Alexis Bogan, whose speech was impaired by a brain tumor, uses an AI-powered smartphone app to create an audible drink order at a Starbucks drive-thru on April 29, 2024, in Lincoln, Rhode Island. The app converts her typed entries into a verbal message created using her original voice. (AP Photo/Steven Senne)

Advertisement

In April, the 21-year-old got her old voice back. Not the real one, but a voice clone generated by artificial intelligence that she can summon from a phone app. Trained on a 15-second time capsule of her teenage voice — sourced from a cooking demonstration video she recorded for a high school project — her synthetic but remarkably real-sounding AI voice can now say almost anything she wants.
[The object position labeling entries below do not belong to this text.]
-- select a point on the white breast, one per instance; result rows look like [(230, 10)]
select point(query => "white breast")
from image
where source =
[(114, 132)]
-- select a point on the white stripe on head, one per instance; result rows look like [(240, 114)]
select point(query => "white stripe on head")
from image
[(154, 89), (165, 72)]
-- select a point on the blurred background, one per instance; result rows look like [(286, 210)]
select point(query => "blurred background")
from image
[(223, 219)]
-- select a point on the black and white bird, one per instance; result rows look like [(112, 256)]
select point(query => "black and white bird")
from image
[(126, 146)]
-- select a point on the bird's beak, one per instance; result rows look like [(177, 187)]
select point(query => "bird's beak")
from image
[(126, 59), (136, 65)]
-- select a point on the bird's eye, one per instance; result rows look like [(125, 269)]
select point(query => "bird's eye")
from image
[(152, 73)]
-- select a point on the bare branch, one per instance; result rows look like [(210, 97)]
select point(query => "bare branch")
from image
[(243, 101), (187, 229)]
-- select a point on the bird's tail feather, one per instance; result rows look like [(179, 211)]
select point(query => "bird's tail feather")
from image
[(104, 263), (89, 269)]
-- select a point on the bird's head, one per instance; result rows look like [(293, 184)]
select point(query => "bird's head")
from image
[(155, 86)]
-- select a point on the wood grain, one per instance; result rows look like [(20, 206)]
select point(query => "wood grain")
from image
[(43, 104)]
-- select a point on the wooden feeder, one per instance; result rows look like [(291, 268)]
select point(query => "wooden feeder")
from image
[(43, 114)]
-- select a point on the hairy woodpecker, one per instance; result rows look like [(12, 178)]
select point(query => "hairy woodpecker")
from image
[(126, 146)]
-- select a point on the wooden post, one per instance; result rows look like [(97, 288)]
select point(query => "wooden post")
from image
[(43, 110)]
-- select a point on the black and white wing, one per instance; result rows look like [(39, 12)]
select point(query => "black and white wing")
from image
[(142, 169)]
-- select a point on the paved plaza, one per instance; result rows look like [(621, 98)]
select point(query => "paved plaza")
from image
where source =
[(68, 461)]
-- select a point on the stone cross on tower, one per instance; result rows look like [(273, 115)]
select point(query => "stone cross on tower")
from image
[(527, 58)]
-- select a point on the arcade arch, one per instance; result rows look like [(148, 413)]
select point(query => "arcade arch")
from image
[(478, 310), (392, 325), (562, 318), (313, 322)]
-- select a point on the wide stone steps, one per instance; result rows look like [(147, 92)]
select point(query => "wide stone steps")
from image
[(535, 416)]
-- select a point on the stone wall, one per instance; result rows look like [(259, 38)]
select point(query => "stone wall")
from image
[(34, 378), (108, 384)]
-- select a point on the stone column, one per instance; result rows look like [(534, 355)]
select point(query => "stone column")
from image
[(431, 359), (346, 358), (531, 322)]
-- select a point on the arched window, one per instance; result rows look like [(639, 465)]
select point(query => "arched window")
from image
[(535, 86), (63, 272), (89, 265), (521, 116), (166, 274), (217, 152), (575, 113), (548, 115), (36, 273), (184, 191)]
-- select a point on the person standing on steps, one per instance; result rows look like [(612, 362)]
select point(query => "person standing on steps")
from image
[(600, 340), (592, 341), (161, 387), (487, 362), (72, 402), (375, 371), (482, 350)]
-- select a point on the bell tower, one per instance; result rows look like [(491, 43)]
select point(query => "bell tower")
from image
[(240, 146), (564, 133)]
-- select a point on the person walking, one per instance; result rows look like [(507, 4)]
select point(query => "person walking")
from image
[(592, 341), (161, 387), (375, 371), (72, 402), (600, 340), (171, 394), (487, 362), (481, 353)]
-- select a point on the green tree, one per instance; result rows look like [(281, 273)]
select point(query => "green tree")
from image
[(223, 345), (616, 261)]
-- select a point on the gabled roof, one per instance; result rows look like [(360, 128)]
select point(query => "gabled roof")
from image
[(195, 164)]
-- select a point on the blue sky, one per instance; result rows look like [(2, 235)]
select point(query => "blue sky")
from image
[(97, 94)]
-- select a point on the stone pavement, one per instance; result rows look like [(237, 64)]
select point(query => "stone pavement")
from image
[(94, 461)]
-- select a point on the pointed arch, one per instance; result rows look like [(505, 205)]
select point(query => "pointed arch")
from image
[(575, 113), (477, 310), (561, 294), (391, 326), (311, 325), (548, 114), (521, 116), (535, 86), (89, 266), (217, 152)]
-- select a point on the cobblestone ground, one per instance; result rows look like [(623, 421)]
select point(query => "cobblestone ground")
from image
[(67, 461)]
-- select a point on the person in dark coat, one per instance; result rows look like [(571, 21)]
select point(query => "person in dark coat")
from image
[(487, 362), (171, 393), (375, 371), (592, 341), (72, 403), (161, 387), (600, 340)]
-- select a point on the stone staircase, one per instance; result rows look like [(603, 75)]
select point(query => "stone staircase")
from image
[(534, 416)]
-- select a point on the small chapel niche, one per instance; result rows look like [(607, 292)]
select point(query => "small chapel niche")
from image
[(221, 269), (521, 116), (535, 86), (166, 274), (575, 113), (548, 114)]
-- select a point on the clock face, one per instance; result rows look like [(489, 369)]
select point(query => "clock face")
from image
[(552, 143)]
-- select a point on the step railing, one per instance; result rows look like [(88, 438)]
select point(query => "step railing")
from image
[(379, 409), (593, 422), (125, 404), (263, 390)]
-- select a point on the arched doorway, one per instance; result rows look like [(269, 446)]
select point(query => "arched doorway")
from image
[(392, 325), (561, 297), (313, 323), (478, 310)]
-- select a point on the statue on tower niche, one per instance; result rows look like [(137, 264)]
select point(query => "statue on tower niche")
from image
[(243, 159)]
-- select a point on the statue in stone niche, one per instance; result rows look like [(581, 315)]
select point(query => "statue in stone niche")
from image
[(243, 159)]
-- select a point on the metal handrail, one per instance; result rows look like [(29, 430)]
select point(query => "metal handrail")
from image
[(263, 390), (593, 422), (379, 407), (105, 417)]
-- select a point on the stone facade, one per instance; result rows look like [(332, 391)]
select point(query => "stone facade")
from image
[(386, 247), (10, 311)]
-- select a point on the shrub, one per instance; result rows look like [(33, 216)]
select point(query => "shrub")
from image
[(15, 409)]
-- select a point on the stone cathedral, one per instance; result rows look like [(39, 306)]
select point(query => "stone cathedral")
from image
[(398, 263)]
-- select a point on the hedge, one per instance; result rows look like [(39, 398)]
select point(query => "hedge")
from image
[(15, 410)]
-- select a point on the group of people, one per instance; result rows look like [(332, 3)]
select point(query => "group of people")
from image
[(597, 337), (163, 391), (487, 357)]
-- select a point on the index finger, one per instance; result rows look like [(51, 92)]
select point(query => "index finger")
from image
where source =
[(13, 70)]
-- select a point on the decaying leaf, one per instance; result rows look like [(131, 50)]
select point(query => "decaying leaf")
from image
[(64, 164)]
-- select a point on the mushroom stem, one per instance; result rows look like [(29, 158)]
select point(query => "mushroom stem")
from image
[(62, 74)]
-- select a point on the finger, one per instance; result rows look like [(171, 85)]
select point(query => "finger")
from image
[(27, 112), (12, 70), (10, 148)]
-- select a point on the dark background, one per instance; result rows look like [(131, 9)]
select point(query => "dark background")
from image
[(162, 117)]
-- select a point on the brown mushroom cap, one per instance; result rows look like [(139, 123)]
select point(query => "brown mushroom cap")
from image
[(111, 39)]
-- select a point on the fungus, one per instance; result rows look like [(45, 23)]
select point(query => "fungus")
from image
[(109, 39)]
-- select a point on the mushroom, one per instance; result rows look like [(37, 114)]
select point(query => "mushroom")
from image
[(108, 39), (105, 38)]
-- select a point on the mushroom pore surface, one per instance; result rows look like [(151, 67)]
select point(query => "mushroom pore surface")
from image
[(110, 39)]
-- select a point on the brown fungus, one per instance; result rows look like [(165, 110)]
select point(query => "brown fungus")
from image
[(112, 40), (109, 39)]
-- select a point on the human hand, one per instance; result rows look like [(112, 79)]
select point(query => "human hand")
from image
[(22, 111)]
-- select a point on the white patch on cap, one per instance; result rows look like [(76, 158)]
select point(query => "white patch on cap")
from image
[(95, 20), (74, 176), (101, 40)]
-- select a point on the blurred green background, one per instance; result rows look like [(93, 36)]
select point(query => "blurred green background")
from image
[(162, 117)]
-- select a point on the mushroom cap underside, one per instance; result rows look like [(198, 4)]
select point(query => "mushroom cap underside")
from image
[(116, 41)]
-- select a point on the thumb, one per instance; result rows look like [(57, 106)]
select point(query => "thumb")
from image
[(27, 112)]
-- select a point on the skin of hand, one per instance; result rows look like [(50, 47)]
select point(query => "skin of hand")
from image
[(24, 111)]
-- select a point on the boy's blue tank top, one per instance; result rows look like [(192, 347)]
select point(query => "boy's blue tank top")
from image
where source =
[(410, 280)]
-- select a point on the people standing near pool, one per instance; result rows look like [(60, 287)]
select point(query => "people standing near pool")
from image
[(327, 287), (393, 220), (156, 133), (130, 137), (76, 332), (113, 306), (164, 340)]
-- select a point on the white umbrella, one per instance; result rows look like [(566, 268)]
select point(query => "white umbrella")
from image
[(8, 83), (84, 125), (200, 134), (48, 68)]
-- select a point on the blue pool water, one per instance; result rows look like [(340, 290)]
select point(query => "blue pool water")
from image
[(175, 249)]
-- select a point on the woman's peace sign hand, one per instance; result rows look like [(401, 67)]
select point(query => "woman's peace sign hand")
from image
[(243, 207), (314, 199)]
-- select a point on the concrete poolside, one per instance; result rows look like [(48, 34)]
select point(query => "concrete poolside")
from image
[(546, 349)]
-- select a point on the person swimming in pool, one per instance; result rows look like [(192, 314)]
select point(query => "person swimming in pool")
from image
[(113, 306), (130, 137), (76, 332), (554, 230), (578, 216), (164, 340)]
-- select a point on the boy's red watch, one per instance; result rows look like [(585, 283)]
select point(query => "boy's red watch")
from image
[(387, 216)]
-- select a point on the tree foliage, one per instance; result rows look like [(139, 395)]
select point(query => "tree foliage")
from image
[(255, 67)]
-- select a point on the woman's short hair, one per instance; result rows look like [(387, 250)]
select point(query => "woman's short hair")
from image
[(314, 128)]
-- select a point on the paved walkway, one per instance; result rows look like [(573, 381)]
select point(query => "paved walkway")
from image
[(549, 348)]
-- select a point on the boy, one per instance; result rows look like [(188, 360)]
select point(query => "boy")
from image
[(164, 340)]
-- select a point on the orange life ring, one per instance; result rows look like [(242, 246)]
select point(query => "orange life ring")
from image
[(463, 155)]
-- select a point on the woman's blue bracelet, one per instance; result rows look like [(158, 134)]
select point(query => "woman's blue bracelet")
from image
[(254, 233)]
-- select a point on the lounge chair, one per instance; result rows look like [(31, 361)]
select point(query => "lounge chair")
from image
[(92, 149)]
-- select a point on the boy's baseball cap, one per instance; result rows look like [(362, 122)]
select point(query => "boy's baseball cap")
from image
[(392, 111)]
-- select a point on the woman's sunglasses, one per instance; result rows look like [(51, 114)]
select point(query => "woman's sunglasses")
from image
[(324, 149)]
She types a few words or sentences into her phone and the app instantly reads it aloud.

“Hi, can I please get a grande iced brown sugar oat milk shaken espresso,” said Bogan’s AI voice as she held the phone out her car’s window at a Starbucks drive-thru.

NEW AI TOOLS CAN HELP DOCTORS TAKE NOTES, MESSAGE PATIENTS, BUT THEY STILL MAKE MISTAKES

Experts have warned that rapidly improving AI voice-cloning technology can amplify phone scams, disrupt democratic elections and violate the dignity of people — living or dead — who never consented to having their voice recreated to say things they never spoke.

Advertisement

It’s been used to produce deepfake robocalls to New Hampshire voters mimicking President Joe Biden. In Maryland, authorities recently charged a high school athletic director with using AI to generate a fake audio clip of the school’s principal making racist remarks.

But Bogan and a team of doctors at Rhode Island’s Lifespan hospital group believe they’ve found a use that justifies the risks. Bogan is one of the first people — the only one with her condition — who have been able to recreate a lost voice with OpenAI’s new Voice Engine. Some other AI providers, such as the startup ElevenLabs, have tested similar technology for people with speech impediments and loss — including a lawyer who now uses her voice clone in the courtroom.

“We’re hoping Lexi’s a trailblazer as the technology develops,” said Dr. Rohaid Ali, a neurosurgery resident at Brown University’s medical school and Rhode Island Hospital. Millions of people with debilitating strokes, throat cancer or neurogenerative diseases could benefit, he said.

“We should be conscious of the risks, but we can’t forget about the patient and the social good,” said Dr. Fatima Mirza, another resident working on the pilot. “We’re able to help give Lexi back her true voice and she’s able to speak in terms that are the most true to herself.”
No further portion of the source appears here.